One of the first things I did as a PhD student was to attend Brunel’s annual PhD research conference. I had only been here a few weeks so I didn’t have a poster to present but it was a good opportunity for me to learn about my new colleagues’ research. The conference was held in the university’s Council Chamber which is lined with portraits of former vice chancellors. Without exception, they are male. On the day of the conference, almost every presentation was given by a female scientist; the contrast was quite stark. Making the assumption that the PhD students of today are potential vice chancellors of tomorrow, it would seem that a change is afoot.
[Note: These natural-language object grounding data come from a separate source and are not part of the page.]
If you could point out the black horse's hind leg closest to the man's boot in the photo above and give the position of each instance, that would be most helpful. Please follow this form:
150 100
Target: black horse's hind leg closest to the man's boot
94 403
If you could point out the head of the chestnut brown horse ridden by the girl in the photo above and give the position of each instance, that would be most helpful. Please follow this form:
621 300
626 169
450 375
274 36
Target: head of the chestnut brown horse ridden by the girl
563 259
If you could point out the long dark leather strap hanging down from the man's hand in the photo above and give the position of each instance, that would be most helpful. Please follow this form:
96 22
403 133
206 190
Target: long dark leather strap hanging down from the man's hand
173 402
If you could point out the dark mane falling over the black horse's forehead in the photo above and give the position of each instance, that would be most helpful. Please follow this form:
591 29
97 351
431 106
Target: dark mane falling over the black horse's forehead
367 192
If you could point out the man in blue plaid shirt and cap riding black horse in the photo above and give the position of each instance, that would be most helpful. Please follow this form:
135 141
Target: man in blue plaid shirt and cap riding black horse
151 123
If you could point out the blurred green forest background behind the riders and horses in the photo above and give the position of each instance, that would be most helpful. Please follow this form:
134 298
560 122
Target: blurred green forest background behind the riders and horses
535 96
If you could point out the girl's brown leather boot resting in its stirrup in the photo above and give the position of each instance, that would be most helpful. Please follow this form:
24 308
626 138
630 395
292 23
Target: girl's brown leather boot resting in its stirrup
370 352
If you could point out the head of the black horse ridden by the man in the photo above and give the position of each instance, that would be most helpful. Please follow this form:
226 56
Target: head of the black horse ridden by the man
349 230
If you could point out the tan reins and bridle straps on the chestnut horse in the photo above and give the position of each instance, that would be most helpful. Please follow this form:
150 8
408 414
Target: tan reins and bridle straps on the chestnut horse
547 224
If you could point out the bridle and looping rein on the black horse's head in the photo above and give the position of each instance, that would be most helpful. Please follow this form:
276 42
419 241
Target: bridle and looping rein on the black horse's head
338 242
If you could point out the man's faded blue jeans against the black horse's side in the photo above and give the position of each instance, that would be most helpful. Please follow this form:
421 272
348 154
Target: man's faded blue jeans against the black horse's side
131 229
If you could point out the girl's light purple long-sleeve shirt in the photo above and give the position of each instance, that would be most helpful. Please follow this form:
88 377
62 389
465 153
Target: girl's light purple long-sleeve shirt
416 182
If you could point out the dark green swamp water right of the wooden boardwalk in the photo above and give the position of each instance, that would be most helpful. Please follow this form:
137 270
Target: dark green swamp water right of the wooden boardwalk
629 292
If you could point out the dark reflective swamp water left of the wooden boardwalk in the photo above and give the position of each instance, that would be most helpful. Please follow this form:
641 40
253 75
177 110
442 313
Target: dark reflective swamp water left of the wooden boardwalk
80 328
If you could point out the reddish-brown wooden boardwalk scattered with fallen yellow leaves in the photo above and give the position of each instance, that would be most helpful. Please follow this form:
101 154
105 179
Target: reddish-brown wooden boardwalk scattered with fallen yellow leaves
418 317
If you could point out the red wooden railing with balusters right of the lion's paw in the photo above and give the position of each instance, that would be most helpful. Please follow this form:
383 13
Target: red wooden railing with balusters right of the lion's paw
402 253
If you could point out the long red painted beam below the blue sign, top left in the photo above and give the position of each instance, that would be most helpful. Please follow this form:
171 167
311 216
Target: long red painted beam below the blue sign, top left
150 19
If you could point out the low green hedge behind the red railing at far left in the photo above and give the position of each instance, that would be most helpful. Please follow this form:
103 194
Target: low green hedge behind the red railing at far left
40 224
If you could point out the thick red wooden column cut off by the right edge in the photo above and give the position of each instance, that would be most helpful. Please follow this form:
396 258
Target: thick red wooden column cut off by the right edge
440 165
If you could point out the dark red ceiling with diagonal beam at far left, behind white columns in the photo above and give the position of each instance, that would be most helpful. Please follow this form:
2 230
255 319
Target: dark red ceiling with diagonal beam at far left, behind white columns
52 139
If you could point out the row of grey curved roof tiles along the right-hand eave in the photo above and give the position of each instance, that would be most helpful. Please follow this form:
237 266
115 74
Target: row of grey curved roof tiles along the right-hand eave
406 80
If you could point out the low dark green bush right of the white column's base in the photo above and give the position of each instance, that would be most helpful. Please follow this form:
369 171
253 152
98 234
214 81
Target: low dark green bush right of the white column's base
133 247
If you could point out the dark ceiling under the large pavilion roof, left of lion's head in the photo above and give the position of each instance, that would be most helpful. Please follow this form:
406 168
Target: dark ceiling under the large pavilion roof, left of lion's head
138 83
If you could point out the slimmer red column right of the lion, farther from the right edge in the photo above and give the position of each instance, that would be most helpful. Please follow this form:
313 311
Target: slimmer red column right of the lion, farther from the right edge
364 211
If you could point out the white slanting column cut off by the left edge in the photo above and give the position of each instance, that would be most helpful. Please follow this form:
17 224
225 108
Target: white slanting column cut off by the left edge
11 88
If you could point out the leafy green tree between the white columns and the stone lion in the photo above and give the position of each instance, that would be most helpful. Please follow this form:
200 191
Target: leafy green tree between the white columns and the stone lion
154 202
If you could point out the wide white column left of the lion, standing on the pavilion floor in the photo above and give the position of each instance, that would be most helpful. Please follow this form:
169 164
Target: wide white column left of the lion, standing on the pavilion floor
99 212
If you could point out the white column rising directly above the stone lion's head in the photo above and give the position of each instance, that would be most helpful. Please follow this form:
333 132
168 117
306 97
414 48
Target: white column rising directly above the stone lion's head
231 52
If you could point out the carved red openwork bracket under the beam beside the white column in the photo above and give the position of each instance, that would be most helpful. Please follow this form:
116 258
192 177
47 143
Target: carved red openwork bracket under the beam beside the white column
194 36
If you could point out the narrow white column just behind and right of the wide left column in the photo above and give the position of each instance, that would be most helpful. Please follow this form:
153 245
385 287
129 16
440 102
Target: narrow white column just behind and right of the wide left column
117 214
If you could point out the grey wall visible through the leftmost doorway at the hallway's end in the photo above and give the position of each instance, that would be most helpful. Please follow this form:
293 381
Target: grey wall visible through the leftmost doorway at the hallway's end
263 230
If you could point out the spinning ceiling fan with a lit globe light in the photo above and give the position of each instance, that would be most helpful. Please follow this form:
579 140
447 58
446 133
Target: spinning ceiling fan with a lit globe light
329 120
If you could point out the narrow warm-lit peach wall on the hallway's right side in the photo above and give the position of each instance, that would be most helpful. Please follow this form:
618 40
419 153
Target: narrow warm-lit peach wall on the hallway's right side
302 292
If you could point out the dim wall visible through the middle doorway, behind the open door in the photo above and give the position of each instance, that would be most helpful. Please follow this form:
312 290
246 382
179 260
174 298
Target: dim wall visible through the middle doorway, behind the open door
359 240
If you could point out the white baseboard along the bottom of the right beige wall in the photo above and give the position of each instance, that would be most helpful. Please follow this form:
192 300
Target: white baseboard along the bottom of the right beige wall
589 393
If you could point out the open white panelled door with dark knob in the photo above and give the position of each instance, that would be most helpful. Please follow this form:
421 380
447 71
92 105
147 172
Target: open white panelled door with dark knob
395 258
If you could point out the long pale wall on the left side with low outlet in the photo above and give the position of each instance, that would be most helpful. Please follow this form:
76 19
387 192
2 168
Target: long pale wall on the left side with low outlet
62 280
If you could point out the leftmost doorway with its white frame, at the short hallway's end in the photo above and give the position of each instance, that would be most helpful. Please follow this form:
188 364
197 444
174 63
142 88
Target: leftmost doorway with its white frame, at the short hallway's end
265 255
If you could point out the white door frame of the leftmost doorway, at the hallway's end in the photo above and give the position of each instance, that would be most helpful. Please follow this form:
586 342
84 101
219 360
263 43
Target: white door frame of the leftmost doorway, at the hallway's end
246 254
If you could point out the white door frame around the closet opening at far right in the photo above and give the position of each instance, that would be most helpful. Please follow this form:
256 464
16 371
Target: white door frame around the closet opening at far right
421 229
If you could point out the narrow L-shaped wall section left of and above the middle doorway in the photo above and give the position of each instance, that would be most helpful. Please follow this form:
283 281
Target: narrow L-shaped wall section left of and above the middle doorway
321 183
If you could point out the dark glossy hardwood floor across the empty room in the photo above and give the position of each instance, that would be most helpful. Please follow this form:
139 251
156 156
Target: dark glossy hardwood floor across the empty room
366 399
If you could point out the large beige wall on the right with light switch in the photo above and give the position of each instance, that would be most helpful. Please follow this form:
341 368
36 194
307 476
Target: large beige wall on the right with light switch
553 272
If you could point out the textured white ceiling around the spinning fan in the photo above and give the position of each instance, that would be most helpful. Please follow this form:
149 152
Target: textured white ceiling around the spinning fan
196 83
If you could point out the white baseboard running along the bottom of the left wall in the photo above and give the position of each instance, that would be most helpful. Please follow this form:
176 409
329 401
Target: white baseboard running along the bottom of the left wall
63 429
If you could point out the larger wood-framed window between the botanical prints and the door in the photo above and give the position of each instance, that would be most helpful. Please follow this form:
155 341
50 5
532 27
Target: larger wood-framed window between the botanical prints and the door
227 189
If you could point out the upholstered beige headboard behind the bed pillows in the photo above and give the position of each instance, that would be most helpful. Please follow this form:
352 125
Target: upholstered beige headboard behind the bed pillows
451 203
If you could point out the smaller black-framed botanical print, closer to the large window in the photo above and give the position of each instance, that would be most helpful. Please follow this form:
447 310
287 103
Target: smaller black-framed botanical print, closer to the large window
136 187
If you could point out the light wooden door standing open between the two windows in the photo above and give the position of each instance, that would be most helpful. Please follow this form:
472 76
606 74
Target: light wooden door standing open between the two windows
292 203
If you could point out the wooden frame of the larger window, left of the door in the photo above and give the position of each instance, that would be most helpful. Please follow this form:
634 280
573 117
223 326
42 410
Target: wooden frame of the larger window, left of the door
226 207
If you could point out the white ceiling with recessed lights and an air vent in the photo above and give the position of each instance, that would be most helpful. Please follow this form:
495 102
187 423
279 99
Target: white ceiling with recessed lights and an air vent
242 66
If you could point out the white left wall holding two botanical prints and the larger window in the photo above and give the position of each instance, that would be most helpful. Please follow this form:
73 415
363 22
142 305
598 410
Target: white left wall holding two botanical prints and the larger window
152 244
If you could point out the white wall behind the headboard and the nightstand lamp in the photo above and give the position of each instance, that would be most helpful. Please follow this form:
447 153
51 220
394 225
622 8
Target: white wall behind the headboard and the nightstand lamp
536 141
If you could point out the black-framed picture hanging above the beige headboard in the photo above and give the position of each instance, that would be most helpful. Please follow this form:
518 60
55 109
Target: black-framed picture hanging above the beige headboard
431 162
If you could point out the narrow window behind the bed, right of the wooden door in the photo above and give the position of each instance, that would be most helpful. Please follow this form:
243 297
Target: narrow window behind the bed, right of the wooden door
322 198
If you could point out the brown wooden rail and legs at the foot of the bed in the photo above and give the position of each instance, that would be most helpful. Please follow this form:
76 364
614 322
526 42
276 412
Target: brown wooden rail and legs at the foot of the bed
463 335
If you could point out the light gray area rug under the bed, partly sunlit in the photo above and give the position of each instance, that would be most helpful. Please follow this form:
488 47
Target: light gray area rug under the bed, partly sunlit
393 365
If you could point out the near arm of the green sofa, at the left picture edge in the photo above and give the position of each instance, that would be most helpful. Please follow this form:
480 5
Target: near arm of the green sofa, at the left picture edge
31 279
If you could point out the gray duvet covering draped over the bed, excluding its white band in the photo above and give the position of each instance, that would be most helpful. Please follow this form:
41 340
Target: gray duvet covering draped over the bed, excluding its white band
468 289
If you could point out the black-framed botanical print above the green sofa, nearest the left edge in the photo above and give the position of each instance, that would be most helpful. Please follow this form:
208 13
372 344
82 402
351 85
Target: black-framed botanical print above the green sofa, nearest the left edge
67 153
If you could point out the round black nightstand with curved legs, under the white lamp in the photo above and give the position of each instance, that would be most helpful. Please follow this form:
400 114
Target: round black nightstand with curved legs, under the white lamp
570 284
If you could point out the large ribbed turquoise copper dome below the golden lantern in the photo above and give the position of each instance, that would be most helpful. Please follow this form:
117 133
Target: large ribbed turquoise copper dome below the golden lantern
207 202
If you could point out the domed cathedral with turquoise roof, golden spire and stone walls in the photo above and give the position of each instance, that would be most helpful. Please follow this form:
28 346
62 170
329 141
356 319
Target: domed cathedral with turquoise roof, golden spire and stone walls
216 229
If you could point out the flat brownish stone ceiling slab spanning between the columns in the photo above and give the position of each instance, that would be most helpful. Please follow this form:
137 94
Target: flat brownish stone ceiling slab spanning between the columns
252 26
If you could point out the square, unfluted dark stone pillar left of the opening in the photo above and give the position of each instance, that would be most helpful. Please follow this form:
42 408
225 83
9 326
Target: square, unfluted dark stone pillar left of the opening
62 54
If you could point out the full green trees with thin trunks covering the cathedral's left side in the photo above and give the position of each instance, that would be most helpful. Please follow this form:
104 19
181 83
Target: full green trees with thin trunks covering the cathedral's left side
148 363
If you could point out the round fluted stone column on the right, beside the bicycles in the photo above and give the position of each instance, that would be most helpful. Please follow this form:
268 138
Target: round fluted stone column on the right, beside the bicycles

In June of this year, the European Commission launched a campaign aimed at encouraging 13-18 year old girls into a career in science. The accompanying video, “Science: It’s a girl thing!” showed images of high heels, lipstick and just about every other gender stereotype you could think of. The video was subsequently taken down following outrage from the general scientific community (the EC’s defence of the video and information on the whole campaign can be found here: http://science-girl-thing.eu/). The video was a dichotomy, a step backwards disguised as a step forwards; perpetuating female stereotypes whilst trying to show girls that they can break them. I’m lucky enough to belong to a generation that is coming out of the other side of sexism but females are still under represented in science and I don’t believe that our teenage girls need luring into scientific careers with images of ‘girly things’.
In October 2012, Professor Julia Buckingham will take up her post as Brunel’s first female vice chancellor. She is one of only 17 in the UK.